Выбрать главу

— Не продолжайте! — В комнате наступила тишина. — А вы чему веселитесь? — раздраженно обрушился профессор на трех студентов, расположившихся в сторонке, которые, тихонько, но внятно хихикая, старались тактично и по возможности ясно дать профессору понять, что они, безусловно, с ним согласны. — Палинка ударила вам в голову? Ну что ж, пожалуйте… наливайте себе, не стесняйтесь… Мне за то и платят, чтобы я начинял вам головы! Что же касается вас, коллега Эштёр, — обратился он опять к долговязому студенту, который вперил неподвижный невидящий взгляд в пространство, втянув в себя все свои длинные конечности, — то пусть послужит вам утешением сознание, что относительно самого себя я придерживаюсь куда более низкого мнения.

Эштёр молчал.

— Позволю себе надеяться, господин профессор, — проговорил он после довольно длинной паузы, — что вы виноваты в этом столь же мало, как и я.

— Я не позволяю себе надеяться на это, — вздохнув, сказал профессор. Тибольд Бешшенеи, который просидел все это время, отвернувшись, чтобы не видеть внезапно опротивевшее ему лицо профессора, услышав вздох, искоса взглянул на него: на мгновение ему показалось, что перед ними сидит незнакомый усталый старик. — Что вас подталкивает в стремлении к знанию? — осведомился профессор.

Застывшие было несуразные конечности Эштёра внезапно опять заволновались. — Я хочу понять мир, — ответил он, выбрасывая голову из плеч.

— Это слова. Зачем вы желаете понять его?

— Мне кажется, его можно понять.

— Ну, а поняв, что вы станете делать с ним?

Студент улыбнулся. — Ничего. Поняв его, я тем самым выполню свою задачу, как и мир выполнит свою тем, что даст мне понять себя.

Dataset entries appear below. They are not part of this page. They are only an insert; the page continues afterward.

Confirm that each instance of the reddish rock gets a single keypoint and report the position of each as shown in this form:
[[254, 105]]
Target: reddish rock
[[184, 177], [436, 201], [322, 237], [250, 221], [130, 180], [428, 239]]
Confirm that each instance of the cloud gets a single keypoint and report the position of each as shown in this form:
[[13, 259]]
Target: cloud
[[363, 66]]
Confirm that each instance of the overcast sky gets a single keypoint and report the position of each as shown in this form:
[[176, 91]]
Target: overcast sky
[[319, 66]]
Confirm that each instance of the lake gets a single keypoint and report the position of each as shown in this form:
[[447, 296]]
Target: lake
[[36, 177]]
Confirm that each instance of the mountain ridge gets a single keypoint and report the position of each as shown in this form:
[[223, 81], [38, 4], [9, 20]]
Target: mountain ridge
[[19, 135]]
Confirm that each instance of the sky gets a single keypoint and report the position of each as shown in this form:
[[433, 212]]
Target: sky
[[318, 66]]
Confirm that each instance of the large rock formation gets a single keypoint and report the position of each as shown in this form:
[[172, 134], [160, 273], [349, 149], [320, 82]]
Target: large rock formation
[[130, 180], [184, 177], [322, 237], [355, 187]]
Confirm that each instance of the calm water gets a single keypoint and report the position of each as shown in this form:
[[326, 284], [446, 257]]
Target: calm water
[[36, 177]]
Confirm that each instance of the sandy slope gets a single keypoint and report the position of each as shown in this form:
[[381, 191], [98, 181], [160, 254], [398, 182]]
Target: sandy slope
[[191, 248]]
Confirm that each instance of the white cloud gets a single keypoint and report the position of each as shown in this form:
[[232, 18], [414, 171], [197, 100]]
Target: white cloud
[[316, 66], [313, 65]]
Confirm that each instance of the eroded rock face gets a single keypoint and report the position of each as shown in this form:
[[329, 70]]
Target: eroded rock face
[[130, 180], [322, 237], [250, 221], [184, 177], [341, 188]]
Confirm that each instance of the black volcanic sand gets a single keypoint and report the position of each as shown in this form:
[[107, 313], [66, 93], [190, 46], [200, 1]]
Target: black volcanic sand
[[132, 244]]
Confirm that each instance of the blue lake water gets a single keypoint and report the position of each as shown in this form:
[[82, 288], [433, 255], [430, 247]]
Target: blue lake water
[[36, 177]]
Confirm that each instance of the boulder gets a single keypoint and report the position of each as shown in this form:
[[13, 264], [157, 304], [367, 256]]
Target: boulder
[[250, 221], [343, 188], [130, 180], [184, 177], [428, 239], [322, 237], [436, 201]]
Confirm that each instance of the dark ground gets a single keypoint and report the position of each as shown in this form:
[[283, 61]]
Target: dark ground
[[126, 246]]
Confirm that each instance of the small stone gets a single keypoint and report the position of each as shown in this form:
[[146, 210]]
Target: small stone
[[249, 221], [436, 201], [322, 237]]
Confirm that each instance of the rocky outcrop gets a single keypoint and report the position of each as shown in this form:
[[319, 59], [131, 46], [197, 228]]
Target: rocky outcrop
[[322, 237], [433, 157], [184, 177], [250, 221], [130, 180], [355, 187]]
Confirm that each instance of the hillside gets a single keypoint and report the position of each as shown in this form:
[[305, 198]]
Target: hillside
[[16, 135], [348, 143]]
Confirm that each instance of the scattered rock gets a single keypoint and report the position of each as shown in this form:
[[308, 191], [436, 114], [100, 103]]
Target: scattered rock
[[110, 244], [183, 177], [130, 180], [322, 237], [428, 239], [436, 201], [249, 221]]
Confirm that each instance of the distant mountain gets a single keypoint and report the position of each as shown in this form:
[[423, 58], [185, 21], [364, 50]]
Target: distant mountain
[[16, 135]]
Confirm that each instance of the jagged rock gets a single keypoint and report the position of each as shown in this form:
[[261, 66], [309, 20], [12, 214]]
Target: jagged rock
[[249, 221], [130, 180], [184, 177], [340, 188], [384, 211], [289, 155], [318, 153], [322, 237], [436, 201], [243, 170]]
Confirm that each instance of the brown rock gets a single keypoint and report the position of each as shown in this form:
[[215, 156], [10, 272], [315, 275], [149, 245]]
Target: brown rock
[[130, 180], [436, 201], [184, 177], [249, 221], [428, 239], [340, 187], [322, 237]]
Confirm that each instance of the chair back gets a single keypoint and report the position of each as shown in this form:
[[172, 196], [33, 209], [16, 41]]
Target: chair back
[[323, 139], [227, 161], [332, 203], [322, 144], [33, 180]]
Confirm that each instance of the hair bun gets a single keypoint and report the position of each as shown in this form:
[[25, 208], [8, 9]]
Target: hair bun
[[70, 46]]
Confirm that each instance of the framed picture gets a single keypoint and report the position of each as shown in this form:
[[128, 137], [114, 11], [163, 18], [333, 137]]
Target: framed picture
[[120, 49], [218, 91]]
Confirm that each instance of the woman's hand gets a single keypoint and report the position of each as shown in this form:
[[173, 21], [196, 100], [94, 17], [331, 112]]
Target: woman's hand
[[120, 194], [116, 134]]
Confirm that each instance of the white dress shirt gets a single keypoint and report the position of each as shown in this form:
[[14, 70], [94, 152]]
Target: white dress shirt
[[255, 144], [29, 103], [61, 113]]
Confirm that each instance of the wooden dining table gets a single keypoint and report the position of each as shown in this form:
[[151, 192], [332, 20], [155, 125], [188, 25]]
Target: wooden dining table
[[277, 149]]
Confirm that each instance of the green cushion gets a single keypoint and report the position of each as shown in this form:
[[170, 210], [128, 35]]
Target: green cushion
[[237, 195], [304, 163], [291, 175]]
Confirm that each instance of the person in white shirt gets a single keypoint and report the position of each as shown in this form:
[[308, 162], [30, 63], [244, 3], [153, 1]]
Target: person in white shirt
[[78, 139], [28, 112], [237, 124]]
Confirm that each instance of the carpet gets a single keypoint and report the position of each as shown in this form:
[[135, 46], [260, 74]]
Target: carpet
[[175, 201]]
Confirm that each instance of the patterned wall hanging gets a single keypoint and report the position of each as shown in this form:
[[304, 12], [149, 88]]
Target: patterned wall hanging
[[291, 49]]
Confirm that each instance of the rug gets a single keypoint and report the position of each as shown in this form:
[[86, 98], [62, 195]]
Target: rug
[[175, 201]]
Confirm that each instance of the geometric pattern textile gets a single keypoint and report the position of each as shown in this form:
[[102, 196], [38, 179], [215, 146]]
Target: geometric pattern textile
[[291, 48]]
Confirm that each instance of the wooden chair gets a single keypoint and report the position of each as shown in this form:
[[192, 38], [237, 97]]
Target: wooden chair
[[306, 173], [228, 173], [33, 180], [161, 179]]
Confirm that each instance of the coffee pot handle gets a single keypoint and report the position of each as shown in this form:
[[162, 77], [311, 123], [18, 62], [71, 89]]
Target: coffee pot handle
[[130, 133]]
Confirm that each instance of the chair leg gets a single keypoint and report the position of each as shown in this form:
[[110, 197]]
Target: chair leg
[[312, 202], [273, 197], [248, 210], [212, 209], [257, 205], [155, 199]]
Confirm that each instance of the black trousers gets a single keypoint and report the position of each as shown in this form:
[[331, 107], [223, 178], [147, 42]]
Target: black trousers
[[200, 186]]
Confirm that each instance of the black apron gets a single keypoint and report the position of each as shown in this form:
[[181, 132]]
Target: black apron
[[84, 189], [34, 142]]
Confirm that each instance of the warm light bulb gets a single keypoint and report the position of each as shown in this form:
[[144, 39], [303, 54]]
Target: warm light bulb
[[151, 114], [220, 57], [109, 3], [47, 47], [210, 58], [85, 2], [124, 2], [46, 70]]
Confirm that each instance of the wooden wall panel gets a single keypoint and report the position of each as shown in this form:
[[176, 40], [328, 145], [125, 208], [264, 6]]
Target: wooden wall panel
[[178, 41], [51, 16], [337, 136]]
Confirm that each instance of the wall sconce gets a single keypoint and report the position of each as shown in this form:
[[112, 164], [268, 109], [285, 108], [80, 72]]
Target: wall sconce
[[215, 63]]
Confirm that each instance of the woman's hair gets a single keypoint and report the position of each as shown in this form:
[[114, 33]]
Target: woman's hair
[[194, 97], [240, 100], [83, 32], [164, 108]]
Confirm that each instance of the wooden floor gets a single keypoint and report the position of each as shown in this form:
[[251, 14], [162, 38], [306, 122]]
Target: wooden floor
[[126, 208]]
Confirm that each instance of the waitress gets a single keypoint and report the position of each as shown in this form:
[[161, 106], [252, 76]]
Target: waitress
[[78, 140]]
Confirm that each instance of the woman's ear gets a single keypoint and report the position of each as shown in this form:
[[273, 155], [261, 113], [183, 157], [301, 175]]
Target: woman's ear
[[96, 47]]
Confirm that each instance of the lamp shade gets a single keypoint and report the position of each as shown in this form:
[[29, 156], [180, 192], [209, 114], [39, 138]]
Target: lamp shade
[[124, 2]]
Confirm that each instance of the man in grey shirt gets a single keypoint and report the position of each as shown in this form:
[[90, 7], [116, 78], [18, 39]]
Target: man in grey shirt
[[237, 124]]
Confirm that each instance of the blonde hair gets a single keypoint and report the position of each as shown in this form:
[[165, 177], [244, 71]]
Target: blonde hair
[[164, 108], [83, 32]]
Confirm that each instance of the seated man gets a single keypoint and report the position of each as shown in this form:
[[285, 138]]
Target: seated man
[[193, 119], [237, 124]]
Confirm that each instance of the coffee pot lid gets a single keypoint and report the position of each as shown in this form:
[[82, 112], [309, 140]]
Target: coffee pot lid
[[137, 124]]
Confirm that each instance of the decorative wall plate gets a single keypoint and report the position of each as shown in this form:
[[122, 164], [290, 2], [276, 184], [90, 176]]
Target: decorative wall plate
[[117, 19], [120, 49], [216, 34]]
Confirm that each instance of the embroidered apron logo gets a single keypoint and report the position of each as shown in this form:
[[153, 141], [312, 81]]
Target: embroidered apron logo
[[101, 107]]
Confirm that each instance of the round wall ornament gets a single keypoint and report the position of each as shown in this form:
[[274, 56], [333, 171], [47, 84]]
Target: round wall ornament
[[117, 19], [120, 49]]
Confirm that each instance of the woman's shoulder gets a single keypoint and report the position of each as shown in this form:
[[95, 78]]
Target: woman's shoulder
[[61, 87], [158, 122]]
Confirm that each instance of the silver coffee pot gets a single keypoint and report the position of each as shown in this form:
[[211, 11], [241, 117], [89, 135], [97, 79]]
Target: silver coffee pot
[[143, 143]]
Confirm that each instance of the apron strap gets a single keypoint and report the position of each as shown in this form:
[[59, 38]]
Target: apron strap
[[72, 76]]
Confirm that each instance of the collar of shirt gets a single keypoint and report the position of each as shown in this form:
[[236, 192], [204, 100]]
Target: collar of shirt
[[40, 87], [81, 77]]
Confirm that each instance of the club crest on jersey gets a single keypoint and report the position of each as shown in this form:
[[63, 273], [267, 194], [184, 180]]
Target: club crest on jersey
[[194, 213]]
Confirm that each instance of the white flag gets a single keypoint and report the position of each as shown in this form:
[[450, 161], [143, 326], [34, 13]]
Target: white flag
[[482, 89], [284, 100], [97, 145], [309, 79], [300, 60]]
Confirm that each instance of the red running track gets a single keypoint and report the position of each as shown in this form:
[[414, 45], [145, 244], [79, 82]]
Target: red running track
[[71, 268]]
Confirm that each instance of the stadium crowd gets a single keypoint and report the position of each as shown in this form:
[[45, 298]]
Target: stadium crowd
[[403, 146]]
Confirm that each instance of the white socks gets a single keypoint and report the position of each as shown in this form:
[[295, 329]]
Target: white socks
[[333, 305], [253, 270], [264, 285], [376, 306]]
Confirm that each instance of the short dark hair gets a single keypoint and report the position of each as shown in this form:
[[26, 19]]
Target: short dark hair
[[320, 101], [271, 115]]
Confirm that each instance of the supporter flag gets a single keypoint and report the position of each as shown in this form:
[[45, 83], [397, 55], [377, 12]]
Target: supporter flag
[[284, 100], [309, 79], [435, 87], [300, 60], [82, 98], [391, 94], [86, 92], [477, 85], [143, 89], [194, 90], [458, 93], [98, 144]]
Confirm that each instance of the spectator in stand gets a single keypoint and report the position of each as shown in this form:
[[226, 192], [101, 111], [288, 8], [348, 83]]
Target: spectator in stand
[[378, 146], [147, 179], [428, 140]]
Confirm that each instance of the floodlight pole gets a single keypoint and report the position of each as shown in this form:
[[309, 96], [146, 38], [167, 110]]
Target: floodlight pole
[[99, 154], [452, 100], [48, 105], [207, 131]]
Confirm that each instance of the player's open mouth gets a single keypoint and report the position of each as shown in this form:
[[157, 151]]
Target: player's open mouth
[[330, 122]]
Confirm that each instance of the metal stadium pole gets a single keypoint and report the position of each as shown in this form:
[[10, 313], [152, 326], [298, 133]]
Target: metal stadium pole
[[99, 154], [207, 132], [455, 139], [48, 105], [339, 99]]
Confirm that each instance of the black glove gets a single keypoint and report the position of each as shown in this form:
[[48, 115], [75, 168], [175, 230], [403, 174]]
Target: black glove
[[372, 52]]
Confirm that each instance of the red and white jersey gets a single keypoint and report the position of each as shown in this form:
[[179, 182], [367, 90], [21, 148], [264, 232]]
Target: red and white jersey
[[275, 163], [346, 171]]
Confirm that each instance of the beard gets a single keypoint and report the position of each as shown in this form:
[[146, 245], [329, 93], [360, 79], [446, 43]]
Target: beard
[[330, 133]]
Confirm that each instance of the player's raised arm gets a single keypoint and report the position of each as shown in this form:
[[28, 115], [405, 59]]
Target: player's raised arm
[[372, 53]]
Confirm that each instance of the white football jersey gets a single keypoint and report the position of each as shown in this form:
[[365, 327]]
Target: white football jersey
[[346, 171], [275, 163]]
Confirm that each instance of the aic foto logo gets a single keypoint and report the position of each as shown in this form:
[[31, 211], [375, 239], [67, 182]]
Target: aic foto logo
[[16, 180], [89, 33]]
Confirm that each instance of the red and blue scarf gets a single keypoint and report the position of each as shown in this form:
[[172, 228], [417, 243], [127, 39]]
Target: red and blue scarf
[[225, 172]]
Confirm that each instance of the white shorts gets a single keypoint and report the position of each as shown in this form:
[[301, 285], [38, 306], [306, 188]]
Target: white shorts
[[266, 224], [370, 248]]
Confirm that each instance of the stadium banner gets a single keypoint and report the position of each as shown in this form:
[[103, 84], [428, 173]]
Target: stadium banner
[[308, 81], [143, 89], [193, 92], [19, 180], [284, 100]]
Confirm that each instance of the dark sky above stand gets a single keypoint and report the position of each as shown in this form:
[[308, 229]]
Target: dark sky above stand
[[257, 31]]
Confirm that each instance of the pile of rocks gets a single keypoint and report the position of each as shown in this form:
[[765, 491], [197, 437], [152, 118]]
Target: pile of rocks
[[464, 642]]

— Уважаемый коллега, — строго проговорил профессор, — такого рода чувство меры я почитаю не меньшим обманом, чем предтечу его — христианское смирение, кое вовсе отказывается от познания мира. Более того, приглядясь внимательно, я не могу не заподозрить, что такое чувство меры есть лишь рационалистическая форма пресловутого христианского смирения и служит оно все тому же — сокрытию нашей трусости. Я не считаю мужчиной того, кто, находясь в обществе красивой женщины, удовлетворяется теоретическим рассуждением о назначении тех или иных частей ее тела и не чувствует потребности воспользоваться ими, — он бросил быстрый взгляд на сидевшую в конце стола студентку, — соответственно их назначению. Подобное чувство меры, уважаемый коллега, является, с моей точки зрения, не только изначально ложным, ханжеским и бесплодным — оно делает недостижимой и самую цель, поставленную вами перед собой, ибо понять мир возможно лишь в процессе пользования им. Вам это понятно?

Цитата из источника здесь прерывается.